On the 11th April we celebrated a year of the Brixton Project. A year that has been full of learning, prayer, patience, opportunity, growth, and frustration.

Frustration.

Frustration is not easy to write about, and I feel that it is a familiar and persistent feature of youth work, community work and peacemaking.

Since we moved onto the estate, two young people have been murdered - one just off the estate a hit and run, the other a shooting after an altercation between to two friends. These tragic events have caused hurt and pain in the community and frustration and sadness for the team.

Yet, other than these tragic incidents there had been little violence, that we knew of. There had been isolated incidents that were not life threatening, and nor did they seem to be a part of an ongoing conflict between different groups of young people. Whilst other areas of London had summer violence, Angell Town and Brixton seemed oddly quiet. This was cause for celebration, but also question. There were moments where I wondered if other projects, with different visions and missions, would be better suited to Angell Town.

These moments have revealed a naivety and a continued need to learn and connect with young people.

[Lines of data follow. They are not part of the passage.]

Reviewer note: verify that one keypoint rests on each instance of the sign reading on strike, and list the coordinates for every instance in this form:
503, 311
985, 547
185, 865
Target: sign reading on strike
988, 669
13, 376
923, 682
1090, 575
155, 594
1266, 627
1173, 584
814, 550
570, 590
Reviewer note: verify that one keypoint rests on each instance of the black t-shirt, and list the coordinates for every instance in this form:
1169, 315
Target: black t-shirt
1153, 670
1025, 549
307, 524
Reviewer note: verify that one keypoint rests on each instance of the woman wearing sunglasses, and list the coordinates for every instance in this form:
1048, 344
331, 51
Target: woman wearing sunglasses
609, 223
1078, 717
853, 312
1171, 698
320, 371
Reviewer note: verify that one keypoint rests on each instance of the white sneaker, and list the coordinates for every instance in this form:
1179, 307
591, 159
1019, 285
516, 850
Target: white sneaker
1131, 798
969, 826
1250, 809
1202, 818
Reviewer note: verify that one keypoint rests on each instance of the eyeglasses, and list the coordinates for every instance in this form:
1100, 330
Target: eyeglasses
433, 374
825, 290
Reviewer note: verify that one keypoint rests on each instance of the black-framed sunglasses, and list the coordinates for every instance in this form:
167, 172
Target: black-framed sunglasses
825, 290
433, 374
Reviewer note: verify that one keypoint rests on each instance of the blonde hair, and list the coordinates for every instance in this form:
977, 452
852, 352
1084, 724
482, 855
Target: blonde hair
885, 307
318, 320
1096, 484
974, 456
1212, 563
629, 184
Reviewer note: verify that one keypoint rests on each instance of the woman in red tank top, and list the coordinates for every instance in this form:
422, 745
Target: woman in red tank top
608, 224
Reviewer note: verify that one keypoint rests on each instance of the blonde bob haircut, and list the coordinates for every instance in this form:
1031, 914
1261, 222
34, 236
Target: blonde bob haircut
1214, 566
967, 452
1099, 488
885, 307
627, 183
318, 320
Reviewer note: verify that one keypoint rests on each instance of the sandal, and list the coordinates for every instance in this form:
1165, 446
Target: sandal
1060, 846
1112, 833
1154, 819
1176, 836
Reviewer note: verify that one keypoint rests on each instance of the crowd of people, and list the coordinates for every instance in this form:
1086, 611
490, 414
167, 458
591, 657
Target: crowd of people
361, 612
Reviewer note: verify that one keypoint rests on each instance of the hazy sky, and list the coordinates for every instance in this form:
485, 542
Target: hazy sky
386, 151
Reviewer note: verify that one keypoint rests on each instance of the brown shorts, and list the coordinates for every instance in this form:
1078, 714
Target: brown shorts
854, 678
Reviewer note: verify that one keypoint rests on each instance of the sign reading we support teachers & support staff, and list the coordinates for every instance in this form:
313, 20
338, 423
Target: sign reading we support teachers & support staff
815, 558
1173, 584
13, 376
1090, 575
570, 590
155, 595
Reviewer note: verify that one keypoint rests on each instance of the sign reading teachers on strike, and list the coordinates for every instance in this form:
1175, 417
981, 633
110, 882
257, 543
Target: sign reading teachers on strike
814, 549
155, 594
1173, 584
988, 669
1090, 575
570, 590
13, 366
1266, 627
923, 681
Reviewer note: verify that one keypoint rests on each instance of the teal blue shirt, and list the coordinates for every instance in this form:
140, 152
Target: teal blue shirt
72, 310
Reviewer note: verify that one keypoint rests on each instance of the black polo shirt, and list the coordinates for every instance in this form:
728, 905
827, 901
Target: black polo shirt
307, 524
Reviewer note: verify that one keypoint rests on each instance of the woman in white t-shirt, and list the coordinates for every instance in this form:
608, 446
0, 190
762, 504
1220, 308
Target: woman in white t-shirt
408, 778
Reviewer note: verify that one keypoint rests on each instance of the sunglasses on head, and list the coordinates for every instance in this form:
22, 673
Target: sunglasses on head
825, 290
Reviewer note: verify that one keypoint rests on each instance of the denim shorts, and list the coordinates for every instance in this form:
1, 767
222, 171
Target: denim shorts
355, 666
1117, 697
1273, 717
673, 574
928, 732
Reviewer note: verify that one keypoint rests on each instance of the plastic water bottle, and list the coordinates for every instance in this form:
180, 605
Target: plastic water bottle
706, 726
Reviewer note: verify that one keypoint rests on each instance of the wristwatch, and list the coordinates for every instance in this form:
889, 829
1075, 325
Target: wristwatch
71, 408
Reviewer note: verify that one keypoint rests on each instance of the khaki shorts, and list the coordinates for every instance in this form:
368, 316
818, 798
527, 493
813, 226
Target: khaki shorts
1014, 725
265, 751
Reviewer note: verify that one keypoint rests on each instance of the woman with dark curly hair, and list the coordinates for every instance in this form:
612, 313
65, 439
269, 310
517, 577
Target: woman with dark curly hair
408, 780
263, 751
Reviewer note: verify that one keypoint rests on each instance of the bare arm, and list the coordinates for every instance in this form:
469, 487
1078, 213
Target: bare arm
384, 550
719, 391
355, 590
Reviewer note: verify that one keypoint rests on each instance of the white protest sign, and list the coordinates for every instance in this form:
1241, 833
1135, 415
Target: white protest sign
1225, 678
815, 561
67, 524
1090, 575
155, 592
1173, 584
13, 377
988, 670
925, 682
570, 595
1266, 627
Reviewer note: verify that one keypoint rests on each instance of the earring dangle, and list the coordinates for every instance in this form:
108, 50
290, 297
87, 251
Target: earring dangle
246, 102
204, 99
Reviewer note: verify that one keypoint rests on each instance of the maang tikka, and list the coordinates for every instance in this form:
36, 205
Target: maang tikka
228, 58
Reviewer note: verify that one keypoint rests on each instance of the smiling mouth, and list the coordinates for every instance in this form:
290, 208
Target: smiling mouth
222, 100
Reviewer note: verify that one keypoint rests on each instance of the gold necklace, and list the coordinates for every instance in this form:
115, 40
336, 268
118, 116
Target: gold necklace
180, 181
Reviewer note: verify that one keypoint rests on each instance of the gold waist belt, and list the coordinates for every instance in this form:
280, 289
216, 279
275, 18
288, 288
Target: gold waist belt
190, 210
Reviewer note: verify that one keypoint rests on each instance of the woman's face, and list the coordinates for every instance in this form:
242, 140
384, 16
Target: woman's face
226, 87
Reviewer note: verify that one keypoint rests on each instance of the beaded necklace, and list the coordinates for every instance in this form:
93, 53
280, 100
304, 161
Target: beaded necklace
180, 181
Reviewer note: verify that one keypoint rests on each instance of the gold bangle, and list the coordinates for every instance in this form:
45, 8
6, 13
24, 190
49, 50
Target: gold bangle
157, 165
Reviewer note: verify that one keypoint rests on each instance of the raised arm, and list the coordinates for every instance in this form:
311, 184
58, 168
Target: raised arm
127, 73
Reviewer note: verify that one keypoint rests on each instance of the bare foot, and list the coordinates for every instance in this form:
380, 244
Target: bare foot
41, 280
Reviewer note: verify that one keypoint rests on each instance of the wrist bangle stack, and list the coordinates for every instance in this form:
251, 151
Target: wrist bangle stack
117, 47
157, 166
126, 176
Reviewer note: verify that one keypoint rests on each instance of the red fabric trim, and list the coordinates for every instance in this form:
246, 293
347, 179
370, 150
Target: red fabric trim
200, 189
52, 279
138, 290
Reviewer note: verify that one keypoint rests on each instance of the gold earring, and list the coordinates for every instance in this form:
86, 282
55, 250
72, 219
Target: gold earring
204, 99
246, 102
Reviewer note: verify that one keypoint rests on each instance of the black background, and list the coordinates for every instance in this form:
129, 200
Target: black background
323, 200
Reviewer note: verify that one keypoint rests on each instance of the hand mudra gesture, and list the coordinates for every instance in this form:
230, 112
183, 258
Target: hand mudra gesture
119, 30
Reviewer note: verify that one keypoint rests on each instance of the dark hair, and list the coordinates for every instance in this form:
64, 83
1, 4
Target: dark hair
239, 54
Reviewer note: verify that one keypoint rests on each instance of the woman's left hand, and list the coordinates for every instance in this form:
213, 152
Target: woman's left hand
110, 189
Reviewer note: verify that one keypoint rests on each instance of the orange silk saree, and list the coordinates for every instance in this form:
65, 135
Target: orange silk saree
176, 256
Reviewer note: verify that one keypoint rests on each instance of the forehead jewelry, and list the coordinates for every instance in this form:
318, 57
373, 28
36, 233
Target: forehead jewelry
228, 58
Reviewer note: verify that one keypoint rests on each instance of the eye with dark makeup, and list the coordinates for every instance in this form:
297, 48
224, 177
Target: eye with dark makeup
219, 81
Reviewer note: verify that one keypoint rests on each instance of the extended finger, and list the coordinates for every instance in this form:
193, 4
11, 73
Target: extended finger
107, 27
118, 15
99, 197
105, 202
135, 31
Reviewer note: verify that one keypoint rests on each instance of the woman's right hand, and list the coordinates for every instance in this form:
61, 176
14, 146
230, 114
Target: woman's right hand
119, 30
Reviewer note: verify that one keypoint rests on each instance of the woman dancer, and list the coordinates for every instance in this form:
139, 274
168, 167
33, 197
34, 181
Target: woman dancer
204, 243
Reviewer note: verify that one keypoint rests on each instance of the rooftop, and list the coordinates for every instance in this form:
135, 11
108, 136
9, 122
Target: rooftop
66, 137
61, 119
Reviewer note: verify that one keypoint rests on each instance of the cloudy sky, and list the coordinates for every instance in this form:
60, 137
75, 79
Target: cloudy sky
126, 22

The past few weeks have seen a huge increase of youth violence with 13 stabbings and a shooting on Angell Town estate. Leaving some young people in critical conditions, some of whom will have life changing injuries.

The shooting took place 60 meters from my desk. 60 meters. Our office, the home of CHIPS and a centre of prayer, thought, and practice for peacemaking.

The first I heard about the shooting was first thing on Friday morning. It appeared at the top of my Facebook feed. I spent the rest of the day, and the weekend, feeling a mixture of frustration, despair, and like I needed to be doing more.

I had an overwhelming feeling of inadequacy. A feeling that took the shape of a voice that said I am not qualified enough, or good enough at my job, to speak into situations of such pain, shock and grief that is affecting the individuals, young people, and the community more widely.   

There is a real tension that I, and the team, experience in our approach to peacemaking. We are committed to long term change, and this is based on foundational belief that long term commitment and long term planning is the most meaningful and effective approach to peacemaking. Yet, that does not alleviate the desire to impact immediate change. To try and discover a magic cure-all that simply does not exist.

I have spent some time discussing my response with several colleagues in the area. As much as I might hope that there is a project to be done that will fix youth violence, it simply does not exist. All that remains is to be like christ, to be. To journey with the community, to feel the grief, to lament the violence and the loss. To embrace frustration and vulnerability.

Frustration. It exists because we have a vision for a different world. I feel frustrated because I believe that there can be peace. Because I know there is not a short-term solution. Because I have hope. Frustration drives me forwards in pursuit of that hope.

So I lament the violence of the past few weeks, I abhor the pain and suffering that it inflicts upon both victim and perpetrator, and their wider communities. But I embrace that frustration and use it to drive me forwards in my commitment to a Christ-centred long term approach. I am journeying with this community, this team, and this vision in the knowledge that I cannot do it alone, that it will not be quick and easy, but most importantly, in the knowledge that God’s peace in this place, will come.